Выбрать главу

Наконец, как прежде перед таинствами, так теперь перед любовью, Мечка хотела приготовить свою душу. Впрочем, уже заранее мысленно принимая его любовь, она ни на минуту не сомневалась, что дорого заплатит за нее. И, покупая счастье страданием, она радовалась, ибо нет ничего безвкуснее, вульгарнее слепого, сытого счастья.

Глава четвертая

В городе появилось много ксендзов. Ждали на день епископа. Епископ приехал, и его чествовали обедом. Между гостями присутствовала и Мечка. Он был высокого роста, с великолепными черными глазами, аристократичный, утонченный, обаятельный, высоко-снисходительный.

Мечка отнеслась к нему с набожным восторгом. Он заметил это, как мужчина, и говорил с ней, как епископ. Вечером он уехал.

Ксендз Лоскус нашел Мечку в своем саду. Она сидела, усталая, но удовлетворенная.

— Какой день! — воскликнула она.

Он посмотрел на нее и изумленно покачал головой.

В эту минуту его сходство с ксендзом Иодко было поразительно.

— Вы полюбили в католицизме худшее — его внешность; лучшее, внутреннее — не заметили.

И после долгого молчания:

— Я боюсь за вас… ваше тяготенье к клиру… Мало шансов на счастье.

Она очень смутилась.

Одну секунду он внимательно смотрел ей в глаза.

— Но ведь я давно все понял, — сказал он.

Слегка насмешливое и вместе с тем нежное выражение его глаз поразило Мечку. Он стоял прямо, как король, и чуточку улыбался.

— Я пережил много. Теперь я — только зритель чужих страданий и своих собственных.

Она воскликнула со слезами:

— Нигде, никогда я не забуду вас!

И, действительно, воспоминание о ксендзе Лоскусе присоединилось потом к воспоминанию о голосе, поющем в Notre Dame de Pâquis, и осталось в ее сердце, одетое парчой и драгоценными камнями. Через неделю ксендз Лоскус уезжал из прихода. Мечка застала в передней несколько человек прихожан, а его самого над чемоданом.

— Ни единого слова, — резко закричал он, — я ненавижу прощания!

Дома Мечку ждали два письма. Первое от Тэкли Лузовской с заграничной маркой. Они снова жили в Женеве, и Стэня Зноско была с ними. Другое — от Риты П. Его Мечка долго сохраняла.

«…Теперь я католичка и мечтаю поступить в шаритки. Вы спрашиваете меня, где я обрела веру? Не знаю, сумею ли я ответить.
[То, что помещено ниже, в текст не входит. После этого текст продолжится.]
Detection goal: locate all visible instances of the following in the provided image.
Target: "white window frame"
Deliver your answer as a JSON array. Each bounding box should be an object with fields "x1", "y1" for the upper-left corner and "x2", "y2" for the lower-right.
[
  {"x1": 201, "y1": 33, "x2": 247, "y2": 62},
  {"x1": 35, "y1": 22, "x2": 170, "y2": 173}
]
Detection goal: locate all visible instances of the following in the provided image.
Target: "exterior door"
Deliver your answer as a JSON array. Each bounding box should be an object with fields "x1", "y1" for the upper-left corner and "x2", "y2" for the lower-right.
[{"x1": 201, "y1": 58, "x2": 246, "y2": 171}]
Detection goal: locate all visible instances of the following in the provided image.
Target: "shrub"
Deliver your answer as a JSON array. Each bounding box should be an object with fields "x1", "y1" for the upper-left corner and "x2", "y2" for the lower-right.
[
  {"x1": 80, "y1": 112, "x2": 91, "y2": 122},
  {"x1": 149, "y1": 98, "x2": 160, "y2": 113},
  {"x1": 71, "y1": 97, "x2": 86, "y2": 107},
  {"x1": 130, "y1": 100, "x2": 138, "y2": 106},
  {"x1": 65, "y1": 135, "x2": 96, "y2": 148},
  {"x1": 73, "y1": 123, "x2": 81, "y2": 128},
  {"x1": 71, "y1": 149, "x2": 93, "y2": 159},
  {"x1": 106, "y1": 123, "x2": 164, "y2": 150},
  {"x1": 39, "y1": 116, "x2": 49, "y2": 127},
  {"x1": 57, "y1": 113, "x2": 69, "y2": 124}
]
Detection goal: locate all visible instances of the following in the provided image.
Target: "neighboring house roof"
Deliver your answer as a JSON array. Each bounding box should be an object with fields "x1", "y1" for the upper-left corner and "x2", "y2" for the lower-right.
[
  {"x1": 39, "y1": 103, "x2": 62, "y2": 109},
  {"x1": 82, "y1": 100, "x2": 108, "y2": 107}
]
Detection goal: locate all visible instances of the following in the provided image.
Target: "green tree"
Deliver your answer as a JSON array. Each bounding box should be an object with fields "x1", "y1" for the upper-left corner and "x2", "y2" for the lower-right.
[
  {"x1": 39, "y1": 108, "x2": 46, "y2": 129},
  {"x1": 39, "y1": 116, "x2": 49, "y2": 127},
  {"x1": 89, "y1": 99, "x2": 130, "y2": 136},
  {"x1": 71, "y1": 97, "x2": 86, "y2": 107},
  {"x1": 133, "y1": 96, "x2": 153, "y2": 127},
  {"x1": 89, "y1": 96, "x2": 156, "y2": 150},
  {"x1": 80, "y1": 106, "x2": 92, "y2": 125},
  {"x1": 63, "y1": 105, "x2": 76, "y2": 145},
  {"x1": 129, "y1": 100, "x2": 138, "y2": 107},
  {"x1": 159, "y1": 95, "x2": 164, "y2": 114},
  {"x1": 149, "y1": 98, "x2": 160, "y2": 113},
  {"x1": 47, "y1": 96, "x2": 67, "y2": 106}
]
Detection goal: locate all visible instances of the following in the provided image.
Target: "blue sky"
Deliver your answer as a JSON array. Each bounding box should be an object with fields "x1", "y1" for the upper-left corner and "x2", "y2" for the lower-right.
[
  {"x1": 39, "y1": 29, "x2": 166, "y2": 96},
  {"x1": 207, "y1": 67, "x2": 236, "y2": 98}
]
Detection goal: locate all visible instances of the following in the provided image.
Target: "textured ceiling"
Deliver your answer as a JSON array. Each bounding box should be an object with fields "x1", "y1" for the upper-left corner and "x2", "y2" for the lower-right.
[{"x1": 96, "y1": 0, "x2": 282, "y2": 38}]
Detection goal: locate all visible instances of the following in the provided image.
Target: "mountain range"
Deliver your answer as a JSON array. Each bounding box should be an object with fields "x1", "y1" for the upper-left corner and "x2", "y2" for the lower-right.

Переход из одной религии в другую — невозможность без Бога. Первая мысль о переходе — это сильнейшее потрясение, это то, что мы не можем, не смеем приписать себе. Ничто не возмущает меня так, как обвинение ксендзов в пропаганде. У нас, конвертитов, хотят отнять не только разум, но и волю. Не ксендзам, а Богу было угодно привести меня в зимнюю ночь на ступени костёла; не ксендзы, а Бог захотел, чтобы я искала и находила нужные нравственные католические книги; не ксендзы, а Бог столкнул меня с человеком, которого я любила, и который был для меня недостижимым в этом мире. Бог дал мне страдания, как выкуп за слишком большое счастье — быть католичкой. Ксендз Иодко научил меня верить во все, чему учит костёл, слепо и полно. Бог принимает такую веру и укрепляет ее. Теперь я счастлива. Мне кажется, я прошла долгий путь, но я не чувствую никакой усталости».

* * *

Ксендз Лоскус уехал, а ксендз Иодко все еще не приезжал на его место. По утрам, однако, костёл открывали, и несколько старушек, служанок, да девочек-подростков занимали скамейки. Молодой органист объяснял в сакристии, что пробоща ждут с минуты на минуту. Томительное ожидание у Мечки перешло в беспокойство. От ксендза Иодко не было к ней ни писем, ни телеграмм. Возвращаясь к себе, через костёльный сад, по дорожке, выложенной камнями, она задерживалась у виноградника. Новую плебанию выбелили; двери и окна в белых брызгах и потеках стояли раскрытыми настежь. Нищенскую казенную мебель тоже всю закапали. А кое-какие ковры, половики и еще груду драпировок закрыли рогожами.

Органист жаловался, что трудно доставать поденщиц. Два синдика приходили взглянуть на этот разгром и ушли, возмущаясь беспорядками. Они ничего не хотели предпринимать без ксендза.

Мечка томилась. День был знойный, и она поминутно испытывала легкое головокружеше. Сидя у себя на веранде, она читала крошечную, пламенную книжечку стихов покойного ксендза Эдварда Милковского.